I am trying to group a series of observations by two columns, and then create a third column with an id number. I've tried group_indices
, but that gives each combination of observations a unique number. I want the number to revert to 1
for the first observation of each group.
In my data there are a series of Sites
with a number of rows showing the calendar Day
when an observation was collected.

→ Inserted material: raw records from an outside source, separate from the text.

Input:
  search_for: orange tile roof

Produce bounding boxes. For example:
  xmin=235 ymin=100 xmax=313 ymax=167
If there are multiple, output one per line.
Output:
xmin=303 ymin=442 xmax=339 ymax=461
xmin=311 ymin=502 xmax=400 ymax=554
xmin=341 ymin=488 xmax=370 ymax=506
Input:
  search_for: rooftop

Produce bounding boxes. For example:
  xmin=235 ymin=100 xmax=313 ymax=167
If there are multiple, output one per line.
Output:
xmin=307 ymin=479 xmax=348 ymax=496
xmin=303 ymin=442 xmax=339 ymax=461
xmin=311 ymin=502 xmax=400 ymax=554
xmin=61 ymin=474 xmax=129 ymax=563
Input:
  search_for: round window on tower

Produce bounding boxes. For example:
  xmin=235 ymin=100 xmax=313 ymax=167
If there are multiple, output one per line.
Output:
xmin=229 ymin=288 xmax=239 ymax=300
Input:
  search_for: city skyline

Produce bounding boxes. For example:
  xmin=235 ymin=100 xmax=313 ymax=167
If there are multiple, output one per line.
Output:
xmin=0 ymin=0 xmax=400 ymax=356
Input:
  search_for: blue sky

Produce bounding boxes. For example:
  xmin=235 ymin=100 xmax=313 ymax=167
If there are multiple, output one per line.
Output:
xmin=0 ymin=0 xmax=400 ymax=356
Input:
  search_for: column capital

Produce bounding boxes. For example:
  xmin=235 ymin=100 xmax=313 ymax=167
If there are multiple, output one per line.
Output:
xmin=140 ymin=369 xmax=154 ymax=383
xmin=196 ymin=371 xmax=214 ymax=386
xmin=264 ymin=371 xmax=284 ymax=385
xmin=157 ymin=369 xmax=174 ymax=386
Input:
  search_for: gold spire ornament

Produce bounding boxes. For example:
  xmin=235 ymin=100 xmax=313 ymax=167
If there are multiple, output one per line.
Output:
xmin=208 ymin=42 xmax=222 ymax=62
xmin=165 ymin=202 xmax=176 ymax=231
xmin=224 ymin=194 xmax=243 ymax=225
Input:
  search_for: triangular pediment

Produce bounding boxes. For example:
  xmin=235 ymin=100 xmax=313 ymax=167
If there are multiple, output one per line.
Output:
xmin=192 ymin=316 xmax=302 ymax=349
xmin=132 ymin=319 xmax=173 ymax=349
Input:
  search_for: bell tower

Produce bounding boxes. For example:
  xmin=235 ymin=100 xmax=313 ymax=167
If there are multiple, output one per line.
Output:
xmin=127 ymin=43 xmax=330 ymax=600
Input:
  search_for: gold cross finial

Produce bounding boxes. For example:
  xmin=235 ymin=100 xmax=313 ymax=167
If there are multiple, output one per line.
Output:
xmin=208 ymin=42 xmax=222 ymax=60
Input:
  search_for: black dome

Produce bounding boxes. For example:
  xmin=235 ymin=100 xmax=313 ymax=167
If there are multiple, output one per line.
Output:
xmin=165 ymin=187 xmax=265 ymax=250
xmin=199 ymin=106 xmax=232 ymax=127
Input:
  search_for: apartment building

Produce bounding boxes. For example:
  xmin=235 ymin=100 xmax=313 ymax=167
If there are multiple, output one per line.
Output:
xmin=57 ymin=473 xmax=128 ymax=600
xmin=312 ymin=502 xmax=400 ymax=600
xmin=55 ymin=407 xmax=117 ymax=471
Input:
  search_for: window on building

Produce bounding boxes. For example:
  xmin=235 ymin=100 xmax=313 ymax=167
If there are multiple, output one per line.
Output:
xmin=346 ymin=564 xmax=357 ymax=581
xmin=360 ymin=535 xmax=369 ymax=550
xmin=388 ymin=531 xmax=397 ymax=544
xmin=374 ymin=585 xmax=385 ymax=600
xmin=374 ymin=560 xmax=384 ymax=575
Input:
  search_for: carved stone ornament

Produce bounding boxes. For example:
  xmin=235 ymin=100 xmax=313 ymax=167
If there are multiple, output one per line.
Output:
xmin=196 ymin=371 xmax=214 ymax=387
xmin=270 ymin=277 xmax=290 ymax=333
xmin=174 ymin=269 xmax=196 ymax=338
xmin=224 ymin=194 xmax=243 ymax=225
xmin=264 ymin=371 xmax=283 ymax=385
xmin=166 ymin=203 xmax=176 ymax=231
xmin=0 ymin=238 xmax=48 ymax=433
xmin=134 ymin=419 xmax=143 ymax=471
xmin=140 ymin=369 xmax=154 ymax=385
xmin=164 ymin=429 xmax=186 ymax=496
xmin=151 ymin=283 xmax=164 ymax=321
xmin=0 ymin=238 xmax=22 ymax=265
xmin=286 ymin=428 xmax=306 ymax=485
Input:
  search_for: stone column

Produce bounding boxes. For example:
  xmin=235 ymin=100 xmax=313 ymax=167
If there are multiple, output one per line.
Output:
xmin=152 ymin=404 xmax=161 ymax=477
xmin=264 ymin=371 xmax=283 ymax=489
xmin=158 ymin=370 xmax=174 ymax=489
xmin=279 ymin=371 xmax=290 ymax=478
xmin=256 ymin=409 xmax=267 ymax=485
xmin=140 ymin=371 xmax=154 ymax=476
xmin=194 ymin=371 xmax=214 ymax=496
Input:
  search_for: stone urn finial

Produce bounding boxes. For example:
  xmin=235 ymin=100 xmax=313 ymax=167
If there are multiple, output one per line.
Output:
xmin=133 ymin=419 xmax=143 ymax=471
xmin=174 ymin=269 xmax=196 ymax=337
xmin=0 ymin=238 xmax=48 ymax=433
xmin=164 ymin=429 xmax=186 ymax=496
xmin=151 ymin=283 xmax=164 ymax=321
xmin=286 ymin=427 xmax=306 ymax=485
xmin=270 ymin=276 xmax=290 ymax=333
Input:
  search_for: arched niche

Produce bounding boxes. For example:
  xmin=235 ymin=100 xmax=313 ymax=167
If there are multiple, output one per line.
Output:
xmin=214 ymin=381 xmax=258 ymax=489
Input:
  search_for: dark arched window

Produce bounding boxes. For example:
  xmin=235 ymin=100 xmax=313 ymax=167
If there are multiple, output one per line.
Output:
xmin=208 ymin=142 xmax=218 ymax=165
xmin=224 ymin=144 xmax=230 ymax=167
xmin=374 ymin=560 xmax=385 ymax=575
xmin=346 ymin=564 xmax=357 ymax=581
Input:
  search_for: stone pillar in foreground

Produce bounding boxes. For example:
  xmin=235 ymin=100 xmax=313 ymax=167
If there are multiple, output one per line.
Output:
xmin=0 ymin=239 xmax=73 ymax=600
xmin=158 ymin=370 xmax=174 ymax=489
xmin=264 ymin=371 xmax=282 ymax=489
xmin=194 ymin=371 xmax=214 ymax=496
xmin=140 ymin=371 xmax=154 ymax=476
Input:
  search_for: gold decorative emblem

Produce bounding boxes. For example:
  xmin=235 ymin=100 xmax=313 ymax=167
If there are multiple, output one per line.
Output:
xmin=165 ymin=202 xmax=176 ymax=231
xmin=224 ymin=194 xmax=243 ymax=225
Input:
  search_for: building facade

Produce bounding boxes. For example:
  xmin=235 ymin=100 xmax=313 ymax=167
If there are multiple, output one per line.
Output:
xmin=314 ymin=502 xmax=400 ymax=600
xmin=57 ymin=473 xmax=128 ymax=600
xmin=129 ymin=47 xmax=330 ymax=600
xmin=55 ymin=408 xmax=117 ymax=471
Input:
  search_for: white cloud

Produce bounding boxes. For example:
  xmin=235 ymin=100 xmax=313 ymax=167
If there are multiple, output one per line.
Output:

I want to calculate the chronological day within a Site
.
library(dplyr)
# Make some data
df <- data.frame(Site = rep(c("A", "B", "C"), each = 70),
Day = as.integer(rep(c(21,22,23,24,25,26,27,1,2,3,4,5,6,7,
24,25,26,27,28,29,30), each = 10)))
# Create Day Number column (this doesn't actually work, but is the sort
# of thing I'm looking for...)
df <- df %>% group_by(Site, Day) %>%
mutate(Day.Number = group_indices(Day))
# Desired output
Site Day Day.Number
1 A 21 1
2 A 21 1
3 A 21 1
...
11 A 22 2
12 A 22 2
13 A 22 2
14 A 22 2
15 A 22 2
...
141 C 24 1
142 C 24 1
143 C 24 1
144 C 24 1
...
151 C 25 2
152 C 25 2
153 C 25 2
154 C 25 2
155 C 25 2
...
This is just a toy dataset to demonstrate the problem. Although most sites
will have ten observations of seven days
it is not always a given, so I can't just use a sequence of rep()
etc.
There is a bit of a discussion about this on github here and here but it doesn't seem to have been resolved. Any suggestions for workarounds are much appreciated.